Independence is another soft attribute that affects test outcomes. A developer cannot be objective enough to produce reliable test results on his or her own code. However, other types of independence also can affect outcomes. It’s desirable to have those who execute tests be independent from those who design them. This will help surface errors in the test procedures themselves. It is even desirable to have independent groups of testers rotate in and out of a testing program to reduce tester fatigue. Tester fatigue allows testers to become too familiar with the software and, thus, overlook anomalous behaviors they have come to accept as normal.
Even independence of organizational responsibility is important. Testers and test designers should not report to the management that is responsible for development of the software. A tester’s success in finding a defect is likely to be viewed as a development failure (delaying release dates, etc.). This obvious conflict of interest will impact the quality of test outcomes if the tester is blamed for delaying the project.
State of Mind.
This is also important to a successful testing or validation program. All team members, developers, designers and testers need to be coached that finding defects, reporting them and tracking them to resolution represents success. These are defects that will not make it to the field and potentially become life threatening.
Can You Over-test?
The flip side of under-testing complex software is overtesting simple functionality. Testers have a tendency to “camp out” in areas of functionality in which they are comfortable. Management should be aware of this tendency and look for signs of it in schedules, plans and in the test procedures themselves.
Test engineering management should constantly channel resources to where they will produce the most benefit and find the most defects; that usually is in the most safety critical code or the most complex code. Over-testing simple functionality or well-exercised functionality is not a good investment of scarce testing resources.
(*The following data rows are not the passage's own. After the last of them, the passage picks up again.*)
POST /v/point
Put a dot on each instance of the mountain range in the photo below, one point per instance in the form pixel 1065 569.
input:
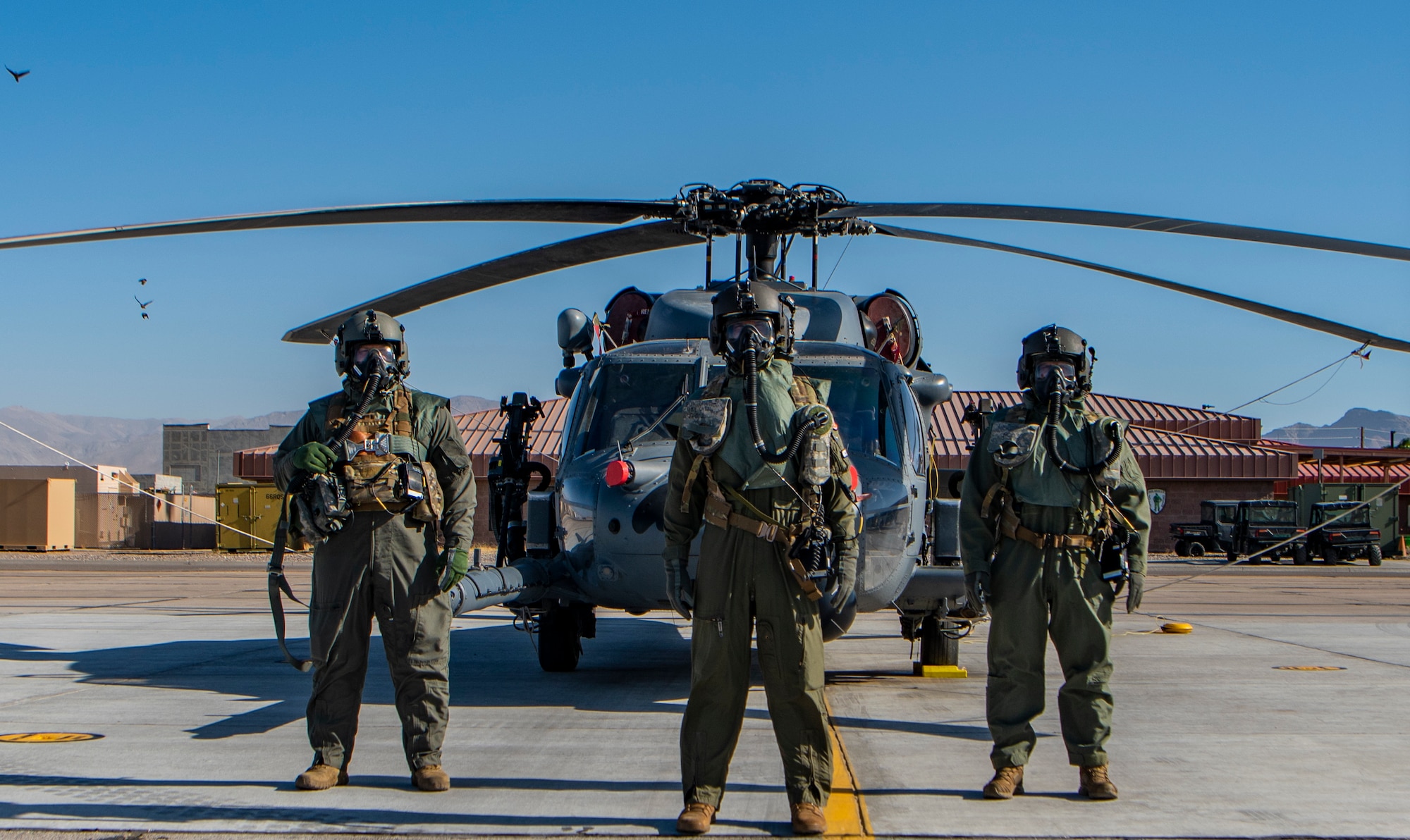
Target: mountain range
pixel 136 445
pixel 1377 426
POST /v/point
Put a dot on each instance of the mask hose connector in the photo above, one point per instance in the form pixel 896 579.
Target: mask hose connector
pixel 752 414
pixel 370 388
pixel 1055 405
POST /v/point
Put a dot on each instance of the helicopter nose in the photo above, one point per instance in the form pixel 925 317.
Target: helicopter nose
pixel 620 473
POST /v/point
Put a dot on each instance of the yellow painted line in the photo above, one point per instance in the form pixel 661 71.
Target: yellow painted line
pixel 847 810
pixel 47 738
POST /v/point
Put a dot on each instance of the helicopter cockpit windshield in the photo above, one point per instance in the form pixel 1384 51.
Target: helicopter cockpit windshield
pixel 862 405
pixel 627 402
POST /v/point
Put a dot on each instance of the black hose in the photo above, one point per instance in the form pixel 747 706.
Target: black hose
pixel 374 384
pixel 752 412
pixel 1051 439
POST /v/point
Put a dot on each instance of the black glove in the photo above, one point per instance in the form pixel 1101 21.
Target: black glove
pixel 847 581
pixel 976 593
pixel 680 588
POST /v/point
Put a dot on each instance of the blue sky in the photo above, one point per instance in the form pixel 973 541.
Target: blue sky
pixel 1280 115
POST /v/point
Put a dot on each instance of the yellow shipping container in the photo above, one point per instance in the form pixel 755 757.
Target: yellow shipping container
pixel 249 508
pixel 37 514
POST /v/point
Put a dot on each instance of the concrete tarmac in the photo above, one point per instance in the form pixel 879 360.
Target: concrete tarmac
pixel 171 660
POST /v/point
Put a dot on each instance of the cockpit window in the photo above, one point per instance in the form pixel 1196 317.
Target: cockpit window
pixel 624 400
pixel 861 401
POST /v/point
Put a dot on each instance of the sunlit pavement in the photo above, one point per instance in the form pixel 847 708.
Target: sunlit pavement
pixel 171 660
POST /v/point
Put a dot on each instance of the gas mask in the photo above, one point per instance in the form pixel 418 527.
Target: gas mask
pixel 373 359
pixel 1055 378
pixel 749 332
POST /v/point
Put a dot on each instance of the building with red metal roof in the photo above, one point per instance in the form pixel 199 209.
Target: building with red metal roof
pixel 1188 455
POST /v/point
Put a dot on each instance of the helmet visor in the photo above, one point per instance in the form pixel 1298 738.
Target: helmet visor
pixel 363 354
pixel 1051 367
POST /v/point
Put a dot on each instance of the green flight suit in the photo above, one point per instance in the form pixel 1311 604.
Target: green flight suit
pixel 741 583
pixel 384 566
pixel 1054 593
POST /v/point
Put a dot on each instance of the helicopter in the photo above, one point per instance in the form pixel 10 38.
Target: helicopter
pixel 593 536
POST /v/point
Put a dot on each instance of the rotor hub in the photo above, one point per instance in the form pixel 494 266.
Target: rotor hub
pixel 765 208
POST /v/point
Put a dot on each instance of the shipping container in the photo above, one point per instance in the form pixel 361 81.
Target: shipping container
pixel 170 522
pixel 37 514
pixel 249 508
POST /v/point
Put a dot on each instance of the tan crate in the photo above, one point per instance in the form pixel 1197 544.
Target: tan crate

Sometimes, certain functionality exists in many places in software-driven systems. For example, a data-input field may appear identically in each of a number of operating modes for the device. It may not be necessary to do full testing of that input field in every instance (eg, normal/abnormal inputs, boundary values, etc.) if one can assume that the software implementing that field is common for each mode in which it is used. In cases like this, the test designer can identify an equivalence class of functionality that is tested once and assumed to be applicable to all occurrences in the system. This greatly reduces the testing.
Exercise care when using equivalence-class logic. The reduction in test effort is only valid if the assumption behind the equivalence relationship is true. Every assumption should be documented and tested to assure that the equivalence-class logic is valid.
How do you know how much testing is enough testing, and when to stop? Ideal defect-testing finds defects at a steady rate until testing is complete, and no defects are found after that. More typically, however, the defect testing function is asymptotic. One never knows for sure that all defects have been identified and repaired.
A test plan – written and agreed before the testing process begins – should contain some thought about what the strategy will be to end testing. Things to consider in devising the “stop test” policy are:
- Number of unresolved defects
- Number of reported defects that could not be reproduced
- Severity of defects reported on last test run
- Rate of defect identification
This policy will differ for all devices, depending on their criticality in the clinical setting, their size and their complexity.
Testing is but one activity in a good software validation program, and is not by itself sufficient to validate software, according to the FDA’s definition. Testing is a bona fide discipline of its own and is part art, part science, part common sense and part good organization. When taken seriously, testing – and all validation activities – can produce solid software that can stand the test of time in the field.